架空の国を舞台とした渋めなコメディをご紹介します。
ある意味クライムコメディでしょうか。
登場人物に強い個性を持たせてストーリーへの興味を掻き立てさせるのはとてもイギリス的な手法だと感じます。
そんなこともあってイギリス映画にカテゴリ分けをしましたが、イギリスとドイツが共同製作国となっている映画です。
ネタバレをかましつつご紹介します。
あらすじ
ズフロフカ共和国のグランド・ブダペスト・ホテルで休養していたとある作家は、毎日ホテルに現れる老人に興味を示して彼の過去を尋ねてみることにする。
すると老人は少年時代に、このホテルで見習いとして働いていた時のことを語り出す。
彼は伝説的な存在であったコンシェルジュのグスタフ氏の徒弟として、移民後にベルボーイとして働き始めたのだった。
一部の顧客から熱狂的な支持を受けていたグスタフだったが、ある日彼を贔屓にしていた顧客が死んだのを機に事件に巻き込まれる。
ゼロはグスタフの騒動に問答無用で巻き込まれると同時に、彼の苦境を打破すべくともに奮闘することとなる。
伝説のコンシェルジュ
この映画の特徴の大半を象徴するのは、伝説のコンシェルジュ・グスタフ氏の個性です。
完璧なおもてなし(枕営業含む)でホテル常連の上客たちの心を鷲掴みにし、あらゆる評判を勝ち取ります。
しかし、顧客の前では完璧な職業人を演じつつも、それ以外はこだわりの強いわがままなおっさんです。
ゼロはそんなグスタフのあとにくっついて回り、否応なく彼のトラブルに巻き込まれていきます。
一見傍若無人なキャラクターを持つグスタフですが、ゼロに対しては師匠と徒弟のような関係でありながらも互いをディスクローズしあい、命のかかった状況もともに潜り抜けながら、本音でぶつかり合う場面もあります。
癖の強いおっさんが、調子のいいことばかり言いながらもゼロと死線を潜り抜けていく展開が見どころです。
時たま、わがままなだけではなくゼロのために骨を折ってくれる人情も見せます。
リアルさと人間味が強い個性の中にバランスよく入っているところが、グスタフの活躍と逃避行を追いたい気持ちにさせます。
また、グスタフに愛想を尽かさずついていく実直な少年ゼロと、彼のガールフレンドであるアガサも、グスタフに負けない活躍を見せます。

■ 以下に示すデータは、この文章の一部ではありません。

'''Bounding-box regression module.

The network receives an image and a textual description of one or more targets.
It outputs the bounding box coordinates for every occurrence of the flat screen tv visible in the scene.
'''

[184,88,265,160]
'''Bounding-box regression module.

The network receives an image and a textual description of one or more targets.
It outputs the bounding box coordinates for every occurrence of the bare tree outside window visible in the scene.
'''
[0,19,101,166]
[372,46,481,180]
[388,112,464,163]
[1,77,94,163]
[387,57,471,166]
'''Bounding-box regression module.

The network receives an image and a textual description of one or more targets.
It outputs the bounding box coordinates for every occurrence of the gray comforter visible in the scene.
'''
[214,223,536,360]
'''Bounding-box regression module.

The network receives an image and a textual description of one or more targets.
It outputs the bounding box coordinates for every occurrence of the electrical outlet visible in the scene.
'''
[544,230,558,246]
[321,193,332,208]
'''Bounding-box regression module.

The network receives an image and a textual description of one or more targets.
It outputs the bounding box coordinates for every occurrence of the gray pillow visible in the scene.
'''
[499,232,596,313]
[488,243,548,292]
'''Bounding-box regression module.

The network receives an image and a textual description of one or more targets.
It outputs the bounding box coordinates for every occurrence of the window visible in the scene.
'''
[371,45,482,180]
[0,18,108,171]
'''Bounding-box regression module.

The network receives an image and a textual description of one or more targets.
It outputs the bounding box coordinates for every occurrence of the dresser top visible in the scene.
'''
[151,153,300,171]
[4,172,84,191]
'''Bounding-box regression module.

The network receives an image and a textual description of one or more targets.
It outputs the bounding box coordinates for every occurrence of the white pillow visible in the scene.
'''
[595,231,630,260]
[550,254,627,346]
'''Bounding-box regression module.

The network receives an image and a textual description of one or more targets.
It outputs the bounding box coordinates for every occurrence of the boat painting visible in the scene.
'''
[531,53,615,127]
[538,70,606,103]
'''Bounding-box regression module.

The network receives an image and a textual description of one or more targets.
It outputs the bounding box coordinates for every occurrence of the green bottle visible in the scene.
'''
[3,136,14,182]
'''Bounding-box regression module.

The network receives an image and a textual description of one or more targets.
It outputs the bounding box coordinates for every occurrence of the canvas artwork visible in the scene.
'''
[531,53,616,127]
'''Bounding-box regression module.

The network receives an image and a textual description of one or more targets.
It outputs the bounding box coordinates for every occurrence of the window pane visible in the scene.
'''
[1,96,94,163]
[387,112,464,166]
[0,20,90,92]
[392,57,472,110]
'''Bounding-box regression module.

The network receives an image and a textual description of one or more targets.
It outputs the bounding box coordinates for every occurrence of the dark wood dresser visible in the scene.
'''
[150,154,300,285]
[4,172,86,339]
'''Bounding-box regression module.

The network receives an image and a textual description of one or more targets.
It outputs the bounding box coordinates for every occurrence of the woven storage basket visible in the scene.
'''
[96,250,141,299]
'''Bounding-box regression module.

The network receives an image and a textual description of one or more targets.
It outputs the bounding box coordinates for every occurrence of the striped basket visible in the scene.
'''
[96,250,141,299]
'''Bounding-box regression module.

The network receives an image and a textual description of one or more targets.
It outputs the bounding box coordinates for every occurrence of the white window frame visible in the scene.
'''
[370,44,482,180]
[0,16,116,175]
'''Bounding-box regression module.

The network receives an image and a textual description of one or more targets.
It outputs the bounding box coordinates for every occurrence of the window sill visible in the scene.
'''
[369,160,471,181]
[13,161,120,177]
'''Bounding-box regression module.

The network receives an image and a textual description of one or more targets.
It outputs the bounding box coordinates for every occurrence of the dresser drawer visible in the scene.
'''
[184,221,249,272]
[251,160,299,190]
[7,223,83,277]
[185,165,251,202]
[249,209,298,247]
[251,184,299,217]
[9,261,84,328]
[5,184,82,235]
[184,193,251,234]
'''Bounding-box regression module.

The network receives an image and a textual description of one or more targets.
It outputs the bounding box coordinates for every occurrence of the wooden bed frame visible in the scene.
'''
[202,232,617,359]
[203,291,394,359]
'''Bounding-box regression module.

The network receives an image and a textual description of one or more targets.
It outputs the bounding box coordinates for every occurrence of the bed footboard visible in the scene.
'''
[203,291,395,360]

ゼロのように真面目な少年でなければ、とうにグスタフは見捨てられて物語は途中で終わっていたはずなので、この物語はゼロによって成り立っていると言っても過言ではありません。
彼をアシストする賢いアガサも頼もしいです。
この3人の奇妙な絆もアクセントの1つになっていました。
次々に訪れる新しい展開
登場人物だけでなくストーリー展開も、観ている側を飽きさせない要素が散りばめられています。
まずは墓地で若い女性が小説を読み始めるところから始まり、
続いて小説の著者が作品を書いた時の背景を語り始める。
著者にエピソードを語った孤独な老人が登場し、
物語の時間軸は彼が少年だった頃へと遡ります。
次々と物語の舞台が切り替わるので、序盤から興味が惹きつけられます。
また、物語の主な舞台であるグスタフ氏現役時代においても、数々のピンチがゼロたちを襲います。

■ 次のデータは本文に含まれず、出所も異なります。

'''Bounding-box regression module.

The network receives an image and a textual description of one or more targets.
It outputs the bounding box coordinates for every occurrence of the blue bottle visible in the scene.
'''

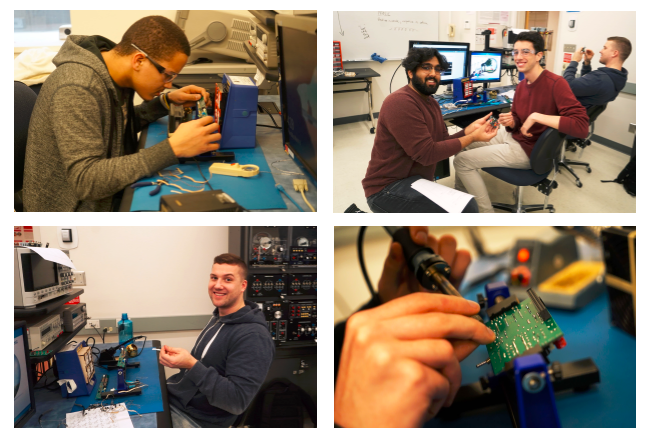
[118,313,133,346]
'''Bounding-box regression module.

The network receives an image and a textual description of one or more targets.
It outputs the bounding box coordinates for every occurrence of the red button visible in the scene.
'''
[554,337,567,349]
[517,248,530,263]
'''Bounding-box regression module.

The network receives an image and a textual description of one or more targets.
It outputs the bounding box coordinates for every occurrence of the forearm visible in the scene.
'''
[531,114,561,130]
[65,142,177,200]
[458,133,476,149]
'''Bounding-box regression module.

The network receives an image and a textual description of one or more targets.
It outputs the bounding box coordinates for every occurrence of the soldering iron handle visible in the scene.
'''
[392,227,430,271]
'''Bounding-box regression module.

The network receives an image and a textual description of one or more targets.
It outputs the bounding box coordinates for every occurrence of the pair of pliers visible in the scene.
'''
[131,179,166,196]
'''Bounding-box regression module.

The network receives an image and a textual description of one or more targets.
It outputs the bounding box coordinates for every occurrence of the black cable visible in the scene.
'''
[390,62,403,94]
[258,104,281,128]
[357,226,376,296]
[192,158,215,192]
[257,124,282,129]
[92,326,104,343]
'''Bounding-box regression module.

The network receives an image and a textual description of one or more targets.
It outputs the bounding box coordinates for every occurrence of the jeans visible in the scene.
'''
[366,175,479,213]
[170,404,202,428]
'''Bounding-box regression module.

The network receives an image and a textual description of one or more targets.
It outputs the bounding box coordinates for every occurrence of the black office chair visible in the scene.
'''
[483,128,566,213]
[14,81,39,212]
[558,104,607,188]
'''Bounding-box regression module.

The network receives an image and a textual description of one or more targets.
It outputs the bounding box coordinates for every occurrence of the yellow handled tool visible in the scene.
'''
[208,162,259,177]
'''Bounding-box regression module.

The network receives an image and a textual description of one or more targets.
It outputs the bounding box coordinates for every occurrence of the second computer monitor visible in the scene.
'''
[409,41,469,85]
[468,51,502,83]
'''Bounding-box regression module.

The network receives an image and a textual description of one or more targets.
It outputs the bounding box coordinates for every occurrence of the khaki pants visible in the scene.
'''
[454,129,531,213]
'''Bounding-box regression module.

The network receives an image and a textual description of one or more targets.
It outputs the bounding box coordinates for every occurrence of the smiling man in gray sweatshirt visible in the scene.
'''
[159,253,274,428]
[23,15,221,211]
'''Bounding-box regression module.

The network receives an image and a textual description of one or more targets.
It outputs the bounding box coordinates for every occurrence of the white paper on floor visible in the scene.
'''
[411,179,475,213]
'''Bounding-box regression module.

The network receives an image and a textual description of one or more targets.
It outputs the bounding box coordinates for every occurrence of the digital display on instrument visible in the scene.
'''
[21,253,58,291]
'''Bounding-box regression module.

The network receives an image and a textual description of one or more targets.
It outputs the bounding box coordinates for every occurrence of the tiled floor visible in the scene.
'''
[333,121,636,213]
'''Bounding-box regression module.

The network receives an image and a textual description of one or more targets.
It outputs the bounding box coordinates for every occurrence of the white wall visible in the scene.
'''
[35,226,231,379]
[552,11,636,149]
[70,11,176,44]
[39,226,229,318]
[333,11,525,119]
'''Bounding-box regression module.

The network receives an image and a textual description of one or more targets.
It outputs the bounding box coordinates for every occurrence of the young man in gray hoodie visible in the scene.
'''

一難去ってまた一難、というテンポの良さ、グスタフ氏のみならずゼロやアガサも活躍することで繰り広げられる縦横無尽なストーリー展開が楽しいです。
架空の共和国を舞台にすることで、現実に縛られず、少しファンタジックな設定も可能にしているところがさすがでした。

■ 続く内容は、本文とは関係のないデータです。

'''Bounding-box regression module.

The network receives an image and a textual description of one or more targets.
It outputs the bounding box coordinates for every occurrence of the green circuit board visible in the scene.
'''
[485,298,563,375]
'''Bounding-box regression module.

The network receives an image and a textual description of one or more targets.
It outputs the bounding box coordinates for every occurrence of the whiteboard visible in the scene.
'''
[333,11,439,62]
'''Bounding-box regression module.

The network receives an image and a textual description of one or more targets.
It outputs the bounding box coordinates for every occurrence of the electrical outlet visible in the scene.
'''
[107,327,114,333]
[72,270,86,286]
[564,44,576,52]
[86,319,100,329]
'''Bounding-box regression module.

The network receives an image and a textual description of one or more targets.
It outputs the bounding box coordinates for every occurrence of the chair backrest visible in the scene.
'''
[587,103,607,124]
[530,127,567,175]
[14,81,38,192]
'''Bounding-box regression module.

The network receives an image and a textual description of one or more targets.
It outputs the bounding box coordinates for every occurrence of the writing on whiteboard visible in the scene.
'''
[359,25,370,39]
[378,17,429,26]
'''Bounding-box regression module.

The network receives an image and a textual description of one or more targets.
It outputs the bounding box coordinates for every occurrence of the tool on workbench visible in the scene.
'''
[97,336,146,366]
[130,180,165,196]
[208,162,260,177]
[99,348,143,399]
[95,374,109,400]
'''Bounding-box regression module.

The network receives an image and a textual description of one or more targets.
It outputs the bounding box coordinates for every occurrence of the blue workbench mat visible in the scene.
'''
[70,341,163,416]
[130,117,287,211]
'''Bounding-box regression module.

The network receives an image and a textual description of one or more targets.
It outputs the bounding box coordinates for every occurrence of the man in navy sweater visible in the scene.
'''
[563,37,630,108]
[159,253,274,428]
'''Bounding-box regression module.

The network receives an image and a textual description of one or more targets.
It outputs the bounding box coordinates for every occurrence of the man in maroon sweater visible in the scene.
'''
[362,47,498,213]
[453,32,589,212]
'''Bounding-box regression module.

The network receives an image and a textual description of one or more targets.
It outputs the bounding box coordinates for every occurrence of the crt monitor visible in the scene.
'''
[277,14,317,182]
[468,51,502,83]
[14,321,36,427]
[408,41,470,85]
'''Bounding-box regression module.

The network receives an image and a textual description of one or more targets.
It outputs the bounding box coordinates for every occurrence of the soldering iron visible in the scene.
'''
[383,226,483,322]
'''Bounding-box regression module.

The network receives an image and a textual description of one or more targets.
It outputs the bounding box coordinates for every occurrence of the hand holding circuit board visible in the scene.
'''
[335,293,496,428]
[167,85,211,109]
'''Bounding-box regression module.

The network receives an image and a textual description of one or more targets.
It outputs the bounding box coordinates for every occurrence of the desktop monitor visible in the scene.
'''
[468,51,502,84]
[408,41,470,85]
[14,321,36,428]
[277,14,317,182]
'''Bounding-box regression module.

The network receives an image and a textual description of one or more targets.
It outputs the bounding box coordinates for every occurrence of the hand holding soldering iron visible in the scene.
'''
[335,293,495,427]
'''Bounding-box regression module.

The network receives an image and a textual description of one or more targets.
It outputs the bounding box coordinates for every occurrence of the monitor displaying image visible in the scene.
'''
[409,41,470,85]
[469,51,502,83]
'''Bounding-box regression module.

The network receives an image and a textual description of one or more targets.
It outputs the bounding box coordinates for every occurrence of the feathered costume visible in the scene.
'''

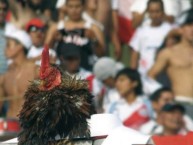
[18,45,95,145]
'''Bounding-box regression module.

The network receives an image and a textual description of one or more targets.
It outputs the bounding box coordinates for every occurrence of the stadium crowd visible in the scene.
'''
[0,0,193,141]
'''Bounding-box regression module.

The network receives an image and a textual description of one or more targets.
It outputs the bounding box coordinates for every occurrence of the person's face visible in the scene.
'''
[60,56,80,73]
[86,0,97,11]
[5,39,23,59]
[148,2,164,26]
[102,77,115,88]
[161,110,184,133]
[29,27,45,47]
[153,91,174,113]
[66,0,84,21]
[115,75,137,97]
[181,24,193,43]
[0,2,8,24]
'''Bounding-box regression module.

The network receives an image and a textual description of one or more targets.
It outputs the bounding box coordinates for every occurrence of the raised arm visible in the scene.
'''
[148,49,170,79]
[8,0,22,20]
[90,24,105,57]
[44,23,58,47]
[130,48,139,69]
[95,0,111,26]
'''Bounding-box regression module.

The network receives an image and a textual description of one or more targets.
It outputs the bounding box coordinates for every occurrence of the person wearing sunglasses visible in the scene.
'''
[26,18,56,66]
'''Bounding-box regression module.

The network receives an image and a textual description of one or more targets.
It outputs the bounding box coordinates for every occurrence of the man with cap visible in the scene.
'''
[26,18,56,65]
[0,29,38,119]
[140,88,193,135]
[159,103,189,136]
[57,42,101,100]
[148,9,193,119]
[93,57,124,112]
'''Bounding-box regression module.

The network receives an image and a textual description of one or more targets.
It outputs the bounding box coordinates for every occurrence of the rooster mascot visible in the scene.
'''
[18,45,95,145]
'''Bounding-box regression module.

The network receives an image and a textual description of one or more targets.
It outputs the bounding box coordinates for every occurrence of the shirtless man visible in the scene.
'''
[148,9,193,118]
[0,30,38,119]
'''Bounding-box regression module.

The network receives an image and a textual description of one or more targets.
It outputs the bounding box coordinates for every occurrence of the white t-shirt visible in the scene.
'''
[109,97,150,130]
[129,22,173,76]
[103,88,121,113]
[27,46,56,66]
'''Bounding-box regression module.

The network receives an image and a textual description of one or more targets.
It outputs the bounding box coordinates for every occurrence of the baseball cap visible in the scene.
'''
[6,29,32,49]
[93,57,124,81]
[57,43,81,59]
[161,103,185,114]
[26,18,45,32]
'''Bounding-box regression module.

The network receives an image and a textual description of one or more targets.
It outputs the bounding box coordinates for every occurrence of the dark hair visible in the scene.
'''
[115,68,143,95]
[66,0,85,5]
[147,0,164,11]
[150,87,172,102]
[0,0,9,11]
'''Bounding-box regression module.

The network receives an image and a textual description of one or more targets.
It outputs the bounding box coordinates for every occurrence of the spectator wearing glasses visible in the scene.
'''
[26,18,56,65]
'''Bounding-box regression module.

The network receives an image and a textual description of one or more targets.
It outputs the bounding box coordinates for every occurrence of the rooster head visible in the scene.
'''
[39,45,61,91]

個人的にはグスタフ氏の囚人仲間や、コンシェルジュの秘密のネットワークが一番わくわくしたポイントです。
ファンタジーなのに重厚さを失わないのは、前の項目で言及した登場人物描写のリアルさ、それに映像の美しさの貢献によるものでしょう。
また、架空の国を舞台にしてはいますが、現実世界の歴史をところどころなぞるような要素があります。
終盤で言及される私有財産の国有化は、第二次世界大戦後の社会主義・共産主義の到来を暗示しているものと思いますし、プロイセンかぜはスペインかぜのことでしょうか。
ややほろ苦いラストになっていますが、ヨーロッパ映画ファンとしては実にヨーロッパらしくて嬉しい一方、感心してしまいます。
おわりに
魅力的な登場人物と、密度の濃いストーリー展開で、一瞬も退屈させない映画です。
ウィットに富んだ冗談や、シニカルな人物描写でニヤニヤ笑いたい時にお勧めです。
映像の美しさも色々な人がレビューで言及していますし、アカデミー賞で衣装デザイン賞や美術賞を受賞しているのも納得です。
コメディとしても楽しめる、見目麗しいサスペンスをお探しの方にお勧めしたい作品です。